The few times there have been DRM demos aimed to the US in recent times, I've had no trouble at all decoding them. Unfortunately they were generic loops for demo purposes at HFCC meetings in Miami. I don't have a DRM capable radio but an SDR plus DREAM software (free) in Windows makes it possible.

WINB is currently the only US station testing DRM, but I'm not sure why. It's beamed to Europe and has the same sub-telephone line quality of their analog broadcasts. I think it's also 50 kW, and it's a harder catch overseas.

WBCQ's new Continental may be DRM-ready, seems like I read that it was an optional extra card, so maybe one day they can add that.

For anyone that's curious what DRM via DREAM and an SDR is like, here's a video of a newscast I got from Radio Kuwait last year:

https://www.youtube.com/watch?v=CZ5-FDiAnrE

This does include some dropouts, and it's just like an HD2 subchannel with IBOC: it's there or it isn't. The audio is a bit hot, but otherwise it sounds fairly clear for being on 17 kbps.


I think WINB's DRM is only 15kw.. i think...
 


The folks at HCJB were brilliant engineers.
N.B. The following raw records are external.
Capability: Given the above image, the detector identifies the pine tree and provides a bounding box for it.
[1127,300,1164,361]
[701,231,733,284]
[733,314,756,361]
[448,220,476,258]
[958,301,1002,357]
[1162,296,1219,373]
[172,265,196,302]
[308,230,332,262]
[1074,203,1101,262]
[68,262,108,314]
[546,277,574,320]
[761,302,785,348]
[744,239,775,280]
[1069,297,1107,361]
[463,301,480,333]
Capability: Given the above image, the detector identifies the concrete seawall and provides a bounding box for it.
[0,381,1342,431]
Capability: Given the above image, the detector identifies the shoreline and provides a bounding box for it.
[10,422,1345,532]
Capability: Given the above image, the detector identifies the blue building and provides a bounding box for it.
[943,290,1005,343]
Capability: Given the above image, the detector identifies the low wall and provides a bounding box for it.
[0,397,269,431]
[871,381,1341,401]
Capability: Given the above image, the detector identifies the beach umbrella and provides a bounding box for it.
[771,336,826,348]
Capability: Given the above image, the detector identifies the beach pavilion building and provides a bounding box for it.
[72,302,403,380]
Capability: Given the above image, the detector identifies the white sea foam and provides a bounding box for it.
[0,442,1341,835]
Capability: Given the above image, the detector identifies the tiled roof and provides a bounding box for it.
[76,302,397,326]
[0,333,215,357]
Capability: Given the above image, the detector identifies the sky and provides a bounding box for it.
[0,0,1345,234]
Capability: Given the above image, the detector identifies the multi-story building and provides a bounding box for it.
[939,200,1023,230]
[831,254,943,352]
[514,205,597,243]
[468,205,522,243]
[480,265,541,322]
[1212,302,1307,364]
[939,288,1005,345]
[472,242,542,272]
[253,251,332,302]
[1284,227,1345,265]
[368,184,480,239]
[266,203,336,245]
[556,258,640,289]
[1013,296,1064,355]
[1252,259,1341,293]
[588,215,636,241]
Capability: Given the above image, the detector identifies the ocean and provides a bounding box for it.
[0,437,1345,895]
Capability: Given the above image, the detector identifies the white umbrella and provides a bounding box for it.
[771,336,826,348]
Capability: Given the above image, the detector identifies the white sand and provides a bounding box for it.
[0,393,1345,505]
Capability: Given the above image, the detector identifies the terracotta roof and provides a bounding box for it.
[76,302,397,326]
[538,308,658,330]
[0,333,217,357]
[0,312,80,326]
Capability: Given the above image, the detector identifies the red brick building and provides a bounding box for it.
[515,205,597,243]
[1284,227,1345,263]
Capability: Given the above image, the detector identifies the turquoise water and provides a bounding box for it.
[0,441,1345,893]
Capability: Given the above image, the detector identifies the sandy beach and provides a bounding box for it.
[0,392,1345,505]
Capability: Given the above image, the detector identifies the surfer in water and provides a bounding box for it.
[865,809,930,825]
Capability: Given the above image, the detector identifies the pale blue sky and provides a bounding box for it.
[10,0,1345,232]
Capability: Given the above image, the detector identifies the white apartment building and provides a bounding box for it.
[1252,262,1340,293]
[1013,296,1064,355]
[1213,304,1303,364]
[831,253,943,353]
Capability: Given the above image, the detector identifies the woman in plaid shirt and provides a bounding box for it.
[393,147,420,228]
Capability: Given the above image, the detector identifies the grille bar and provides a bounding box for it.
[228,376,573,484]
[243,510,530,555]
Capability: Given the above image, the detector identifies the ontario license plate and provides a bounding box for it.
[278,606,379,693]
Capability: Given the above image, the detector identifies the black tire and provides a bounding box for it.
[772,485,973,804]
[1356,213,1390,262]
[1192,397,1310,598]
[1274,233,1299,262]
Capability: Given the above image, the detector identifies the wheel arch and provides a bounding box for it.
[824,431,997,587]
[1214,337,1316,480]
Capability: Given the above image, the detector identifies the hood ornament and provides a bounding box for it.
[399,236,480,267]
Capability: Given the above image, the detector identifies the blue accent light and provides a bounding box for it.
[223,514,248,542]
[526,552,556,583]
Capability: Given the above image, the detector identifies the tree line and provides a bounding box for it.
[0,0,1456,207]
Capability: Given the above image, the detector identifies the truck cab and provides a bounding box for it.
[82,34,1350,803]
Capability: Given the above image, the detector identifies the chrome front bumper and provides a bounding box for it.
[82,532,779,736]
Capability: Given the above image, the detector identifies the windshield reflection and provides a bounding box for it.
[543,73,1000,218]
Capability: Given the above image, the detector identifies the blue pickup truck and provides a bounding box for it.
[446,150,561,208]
Several of them helped me build my first FM station, improving the transmitter design, making the antenna... we built it all locally from parts.

At one time in the early 60's RCA had a new 100 kw SW transmitter, but it would not work! They gave two of them to HCJB on the condition that if they made them work, the design changes were to be given to RCA. The HCJB engineers made them work and used them for decades!

Seeing their transmitter site was amazing. Even had its own dam for hydro power.

Didn't someone at HCJB invent the quad antenna? I recall reading that in a quad antenna book.
 
...
WBCQ's new Continental may be DRM-ready, seems like I read that it was an optional extra card, so maybe one day they can add that.

...


Their new transmitter includes DRM as standard equipment - what is optional, amazingly, is SSB:

https://contelec.com/419-420drm

Somewhere I saw a post quoting Alan Weiner that he had not made a decision about using DRM. Even it is used only one hour a day, it would created some interest in the US.
 
Didn't someone at HCJB invent the quad antenna? I recall reading that in a quad antenna book.
Yes, to prevent arcing with the amount of power they used in the thin air at their height

Somewhere I saw a post quoting Alan Weiner that he had not made a decision about using DRM.
Even if it is used only one hour a day, it would create some interest in the US.
Especially on forty-nine meters or a tropical band where it would not skip over a lot of area.
He would really only need to blanket less than a thousand mile radius to cover most of the North American population.
On those low bands, I hope that DRM has extended duration time diversity redundancy and maybe a low bit rate.
 
9330 SuperPower Update

Testing is almost complete. World Last Chance Radio is scheduled to take over July 8, 2019.
Programming will be beamed to the Middle East in English and Arabic.
 
Didn't someone at HCJB invent the quad antenna? I recall reading that in a quad antenna book.

It seems that my acquaintance who has several NCE-FMs knew someone in Elkhart, IN associated with HCJB, who assisted him with transmitters and antennas. My acquaintance now has his own full scale antenna range and builds and proofs FM DAs there. You're right, they're brilliant at HCJB. There's also a guy in New Jersey who wrote the book on negotiating the FCC Rules for NCE-FM interference with Channel 6. As I recall, he had some SW and DRM ideas also.

Some of the radio engineering thinkers are Yoda like, but if you convince them you are knowledgable and worthy like Luke, they'll go to the ends of the earth to help you. :)
 
Is he not on 24 hours a day? I just tried picking up 9330 from the Rockport, Maine SDR and nothing was present.